Base formula for the location \(\mu\) parameter (in the main model call).

data

Data frame.

family

A gamlss.dist family object (e.g., gamlss.dist::NO()).

mu_scope

Formula of candidate terms for \(\mu\).

sigma_scope, nu_scope, tau_scope

Formulas of candidate terms for \(\sigma\), \(\nu\), \(\tau\).

base_sigma, base_nu, base_tau

Optional base (always-included) formulas for \(\sigma\), \(\nu\), \(\tau\).

B

Number of bootstrap subsamples for stability selection.

sample_fraction

Fraction of rows per subsample (e.g., 0.7).

pi_thr

Selection proportion threshold to define “stable” terms (e.g., 0.6).

k

Penalty weight for stepwise GAIC when engine = "stepGAIC" (default 2).

direction

Stepwise direction for stepGAIC ("both", "forward", "backward").

pre_standardize

Logical; standardize numeric predictors before penalized fits.

use_groups

Logical; treat SelectBoost correlation groups during resampling.

c0

SelectBoost meta-parameter controlling reweighting/thresholding (see vignette).

engine

Engine for \(\mu\) ("stepGAIC", "glmnet", "grpreg", "sgl").

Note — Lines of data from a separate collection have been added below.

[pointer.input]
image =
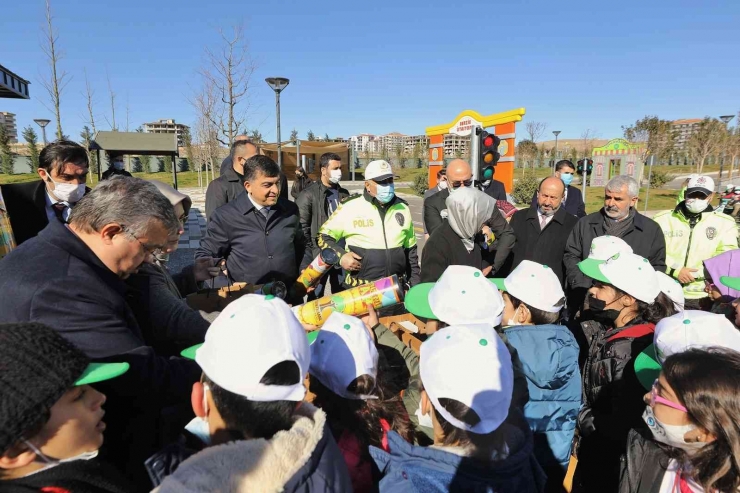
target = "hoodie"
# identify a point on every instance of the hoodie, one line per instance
(305, 458)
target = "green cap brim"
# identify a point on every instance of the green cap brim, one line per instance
(189, 353)
(731, 282)
(590, 267)
(647, 367)
(99, 372)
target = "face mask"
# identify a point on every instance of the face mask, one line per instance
(385, 193)
(695, 206)
(67, 192)
(335, 175)
(671, 435)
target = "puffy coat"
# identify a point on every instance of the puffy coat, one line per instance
(690, 241)
(549, 357)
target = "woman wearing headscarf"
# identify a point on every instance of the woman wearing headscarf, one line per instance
(458, 241)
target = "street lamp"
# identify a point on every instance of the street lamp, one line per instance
(725, 119)
(42, 123)
(277, 84)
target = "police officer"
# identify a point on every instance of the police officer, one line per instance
(377, 229)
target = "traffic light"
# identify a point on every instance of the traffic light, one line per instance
(585, 166)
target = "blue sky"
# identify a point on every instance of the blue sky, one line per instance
(385, 66)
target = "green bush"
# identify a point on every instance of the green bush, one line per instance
(524, 188)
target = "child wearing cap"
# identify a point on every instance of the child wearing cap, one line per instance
(625, 303)
(468, 380)
(350, 388)
(533, 300)
(261, 436)
(50, 417)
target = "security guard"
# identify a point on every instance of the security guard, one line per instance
(377, 229)
(695, 232)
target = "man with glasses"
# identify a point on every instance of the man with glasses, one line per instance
(459, 174)
(71, 278)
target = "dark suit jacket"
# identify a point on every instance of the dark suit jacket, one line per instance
(573, 202)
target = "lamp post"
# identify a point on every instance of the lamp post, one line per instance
(277, 84)
(42, 123)
(725, 119)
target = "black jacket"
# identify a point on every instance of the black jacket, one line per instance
(313, 207)
(256, 250)
(26, 204)
(544, 247)
(645, 237)
(573, 202)
(505, 239)
(444, 248)
(224, 189)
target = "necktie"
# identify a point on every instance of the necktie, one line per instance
(59, 209)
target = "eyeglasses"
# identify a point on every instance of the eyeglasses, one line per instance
(654, 397)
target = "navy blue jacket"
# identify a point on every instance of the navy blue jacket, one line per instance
(256, 251)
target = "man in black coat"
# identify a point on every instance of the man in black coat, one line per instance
(573, 202)
(63, 168)
(230, 184)
(543, 229)
(70, 278)
(259, 235)
(459, 174)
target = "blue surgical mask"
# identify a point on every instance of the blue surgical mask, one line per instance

engine_sigma, engine_nu, engine_tau

Optional engines for \(\sigma\), \(\nu\), \(\tau\).

grpreg_penalty

Group penalty for grpreg ("grLasso", "grMCP", "grSCAD").

sgl_alpha

Alpha for sparse group lasso.

df_smooth

Degrees of freedom for proxy spline bases (pb()/cs()splines::bs(df=df_smooth)) used only for grouped selection design.

progress

Logical; show a progress bar in sequential runs.

glmnet_alpha

Elastic-net mixing for glmnet (1 = lasso, 0 = ridge).

glmnet_family

Family passed to glmnet-based selectors ("gaussian", "binomial", "poisson").

parallel

Parallel mode ("none", "auto", "multisession", `"multicore").

workers

Integer; number of workers if parallel.

trace

Logical; print progress messages.

corr_func

Correlation function passed to SelectBoost::boost.compcorrs.

group_fun

Grouping function passed to SelectBoost::boost.findgroups.

...

Passed to underlying engines (e.g., to gamlss::gamlss, glmnet, etc.).

Value

An object of class "sb_gamlss" with elements:

  • final_fit: the final gamlss object.

  • final_formula: list of formulas for mu/sigma/nu/tau.

  • selection: data.frame of selection counts and proportions.

  • B, sample_fraction, pi_thr, k.

  • scaler: list with center, scale, vars, response.

Examples

set.seed(1)
dat <- data.frame(
  y = gamlss.dist::rNO(60, mu = 0),
  x1 = rnorm(60),
  x2 = rnorm(60),
  x3 = rnorm(60)
)
fit <- sb_gamlss(
  y ~ 1,
  data = dat,
  family = gamlss.dist::NO(),
  mu_scope = ~ x1 + x2 + gamlss::pb(x3),
  B = 8,
  pi_thr = 0.6,
  trace = FALSE
)
fit$final_formula
#> $mu
#> y ~ 1
#> <environment: 0x1281ba0b0>
#> 
#> $sigma
#> ~1
#> <environment: 0x1283126d8>
#> 
#> $nu
#> ~1
#> <environment: 0x1283126d8>
#> 
#> $tau
#> ~1
#> <environment: 0x1283126d8>
#>